Ingredients
- 12 ounces frozen broccoli flowerets
- 1 tablespoon minced garlic
- 8 ounces Philadelphia Light Cream Cheese — softened well
- 3 cups Beef Bone Broth
- 1 teaspoon onion powder or 1 large onion
- 1 teaspoon Italian seasoning
- 2 teaspoon Paprika — (smokey paprika if you have it)
- 4 ounces smoked cheddar, red apple cheese — shredded. If you do not have smoked cheddar, use shredded cheddar and add 1 tsp. of smoke flavoring.
Directions
- Place broccoli in the food processor and pulse until you have small pieces of broccoli.
- Spray instant pot with non-stick spray and press the saute button. Add garlic and cream cheese. With spatula, keep whisking until the cream cheese is melted and smooth. Slowly add beef broth while whisking.
- Add the broccoli flowerets, the onion powder, salt, Italian seasoning, and paprika. Stir together.

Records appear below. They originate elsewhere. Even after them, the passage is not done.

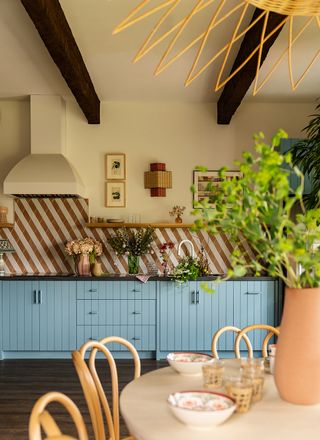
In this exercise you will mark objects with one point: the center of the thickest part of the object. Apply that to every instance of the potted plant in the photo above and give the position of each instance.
(306, 156)
(259, 208)
(133, 244)
(84, 252)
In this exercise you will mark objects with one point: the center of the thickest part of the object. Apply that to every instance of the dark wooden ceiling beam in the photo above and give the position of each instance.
(52, 25)
(236, 89)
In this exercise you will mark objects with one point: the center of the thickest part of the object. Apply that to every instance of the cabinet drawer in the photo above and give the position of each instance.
(142, 337)
(116, 312)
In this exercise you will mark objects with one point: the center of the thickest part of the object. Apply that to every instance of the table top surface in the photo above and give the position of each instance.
(143, 404)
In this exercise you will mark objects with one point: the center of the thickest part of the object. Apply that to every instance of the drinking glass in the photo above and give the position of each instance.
(240, 389)
(213, 374)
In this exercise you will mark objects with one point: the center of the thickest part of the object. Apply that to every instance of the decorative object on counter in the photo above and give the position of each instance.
(115, 166)
(204, 183)
(5, 248)
(84, 252)
(133, 244)
(158, 180)
(3, 214)
(115, 194)
(165, 252)
(177, 211)
(189, 269)
(285, 242)
(270, 17)
(96, 269)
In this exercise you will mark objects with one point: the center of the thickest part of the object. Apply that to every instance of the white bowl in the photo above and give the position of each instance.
(188, 363)
(201, 409)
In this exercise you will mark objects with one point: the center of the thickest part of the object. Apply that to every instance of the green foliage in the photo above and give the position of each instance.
(129, 242)
(259, 208)
(189, 269)
(306, 156)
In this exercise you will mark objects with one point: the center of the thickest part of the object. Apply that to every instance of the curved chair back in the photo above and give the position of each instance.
(40, 418)
(216, 336)
(243, 333)
(113, 418)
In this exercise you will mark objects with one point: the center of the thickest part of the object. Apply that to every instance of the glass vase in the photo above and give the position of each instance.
(133, 264)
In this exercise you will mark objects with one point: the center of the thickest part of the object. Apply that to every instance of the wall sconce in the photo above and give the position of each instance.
(158, 179)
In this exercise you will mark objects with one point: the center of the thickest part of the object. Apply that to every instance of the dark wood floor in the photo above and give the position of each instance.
(23, 381)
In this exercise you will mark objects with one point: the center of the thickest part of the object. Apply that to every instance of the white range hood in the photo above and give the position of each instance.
(46, 172)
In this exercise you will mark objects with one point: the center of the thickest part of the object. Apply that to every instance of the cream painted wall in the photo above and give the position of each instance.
(14, 140)
(182, 135)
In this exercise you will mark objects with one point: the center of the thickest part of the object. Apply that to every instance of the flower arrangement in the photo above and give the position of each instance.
(177, 211)
(129, 242)
(86, 246)
(165, 251)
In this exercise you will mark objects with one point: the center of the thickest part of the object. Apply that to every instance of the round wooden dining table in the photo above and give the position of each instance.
(143, 405)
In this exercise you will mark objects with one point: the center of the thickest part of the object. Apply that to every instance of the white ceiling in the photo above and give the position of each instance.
(27, 68)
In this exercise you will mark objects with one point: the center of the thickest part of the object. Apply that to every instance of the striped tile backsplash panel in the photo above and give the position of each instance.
(43, 226)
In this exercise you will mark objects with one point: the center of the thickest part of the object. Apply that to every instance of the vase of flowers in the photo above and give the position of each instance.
(177, 211)
(165, 251)
(132, 243)
(262, 208)
(84, 252)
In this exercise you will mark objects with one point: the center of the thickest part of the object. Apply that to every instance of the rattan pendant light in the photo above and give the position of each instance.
(290, 9)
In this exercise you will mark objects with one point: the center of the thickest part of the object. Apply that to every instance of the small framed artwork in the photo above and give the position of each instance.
(115, 166)
(115, 194)
(203, 179)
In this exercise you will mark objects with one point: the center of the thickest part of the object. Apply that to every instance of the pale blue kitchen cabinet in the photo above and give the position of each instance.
(117, 308)
(38, 316)
(188, 317)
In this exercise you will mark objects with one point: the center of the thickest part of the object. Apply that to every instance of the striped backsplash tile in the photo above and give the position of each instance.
(43, 226)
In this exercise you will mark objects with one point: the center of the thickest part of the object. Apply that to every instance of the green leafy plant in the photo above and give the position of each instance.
(189, 269)
(261, 209)
(306, 156)
(129, 242)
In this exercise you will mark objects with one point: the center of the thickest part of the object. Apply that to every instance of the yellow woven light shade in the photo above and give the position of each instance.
(289, 7)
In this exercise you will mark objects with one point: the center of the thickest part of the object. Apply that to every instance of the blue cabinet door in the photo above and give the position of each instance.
(57, 315)
(188, 316)
(20, 316)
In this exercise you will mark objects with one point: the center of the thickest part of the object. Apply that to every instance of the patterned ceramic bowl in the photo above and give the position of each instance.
(188, 363)
(201, 409)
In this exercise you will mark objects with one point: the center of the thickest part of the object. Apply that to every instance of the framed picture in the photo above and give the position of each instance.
(115, 166)
(115, 194)
(202, 179)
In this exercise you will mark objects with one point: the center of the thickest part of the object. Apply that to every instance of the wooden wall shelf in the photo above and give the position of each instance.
(139, 225)
(6, 225)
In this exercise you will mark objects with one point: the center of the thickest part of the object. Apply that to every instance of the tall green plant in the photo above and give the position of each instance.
(306, 156)
(259, 208)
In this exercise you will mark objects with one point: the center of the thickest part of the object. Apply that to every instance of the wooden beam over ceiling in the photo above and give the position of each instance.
(235, 90)
(51, 23)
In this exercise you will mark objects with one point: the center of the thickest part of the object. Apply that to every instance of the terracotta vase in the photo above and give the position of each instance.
(297, 366)
(84, 265)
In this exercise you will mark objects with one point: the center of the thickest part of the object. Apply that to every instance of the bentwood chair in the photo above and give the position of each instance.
(221, 331)
(41, 419)
(243, 333)
(112, 417)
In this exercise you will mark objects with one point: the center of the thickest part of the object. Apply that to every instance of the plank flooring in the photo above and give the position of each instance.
(22, 382)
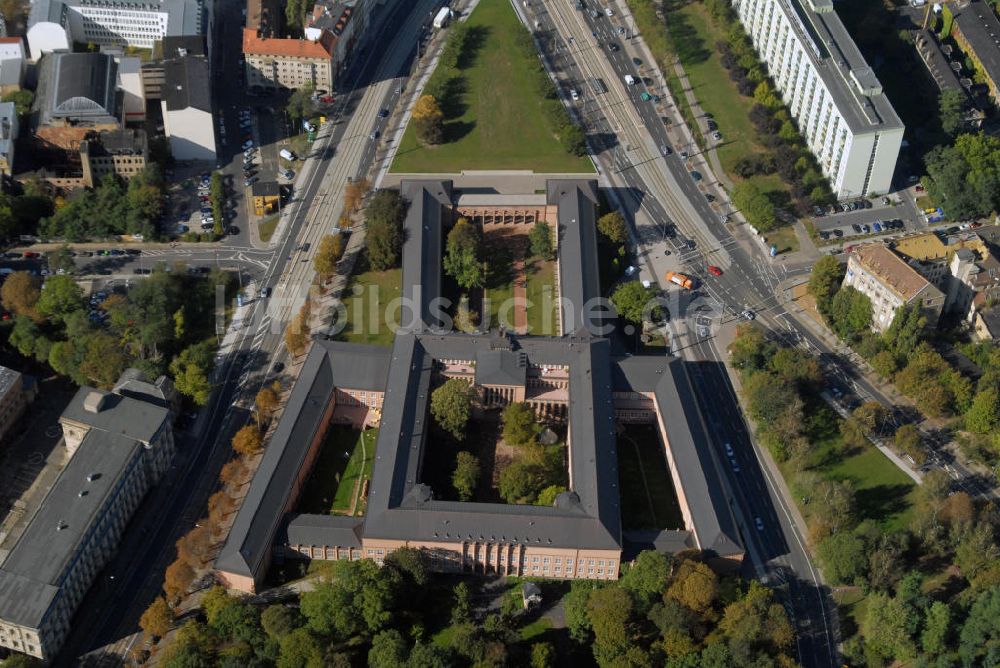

- Press cancel to turn off the saute, and place the cover on. Make sure it is set to seal not venting. Mine automatically does this. Press Pressure Cook or manual, and set the time to 8 minutes. When the time is up, do a quick release.
- Remove the cover, press saute and add the shredded smoked cheddar. Bring to a boil again all the while stirring. Press cancel on Instant Pot and serve your soup.